Ongles jaunes et recourbés, sensation d'écharde sous les ongles. Il est utile dans les plaies qui s'enflamment et présentent la sensation d'« écharde ». Déchirement dans les os longs des membres inférieurs la nuit. Les jambes sont lasses et meurtries. Douleur à la hanche comme foulée. Douleurs lancinantes le long des nerfs comme par des échardes. Nodosités syphilitiques sur le tibia avec douleurs nocturnes. Engelures aux pieds et aux orteils. Ampoules phagédéniques aux orteils (
Graph
.). Sensibilité douloureuse extrême du tibia. Sueur abondante et fétide des pieds.
Secousses en s'endormant (
Agar., Arg. n., Ars., Nat. m.).
La douleur survient pendant le sommeil. Sursauts dans le sommeil. Sommeil anxieux, non réparateur, avec rêves affreux.
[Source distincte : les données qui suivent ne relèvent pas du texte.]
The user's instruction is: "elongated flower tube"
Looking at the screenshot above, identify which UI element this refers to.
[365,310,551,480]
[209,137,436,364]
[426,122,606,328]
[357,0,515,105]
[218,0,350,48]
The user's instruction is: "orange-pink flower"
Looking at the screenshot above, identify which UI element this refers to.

Acide nitrique est un remède très utile dans les fièvres. L'absence de soif pendant tous les stades y a souvent fait penser. Mains et pieds froids. Fièvre intermittente chronique chez les constitutions cachectiques, sueurs nocturnes abondantes, faiblesse extrême, avec l'odeur caractéristique de l'urine, et hémorragie de quelque partie que ce soit, d'un sang noir ; ce remède agira bien.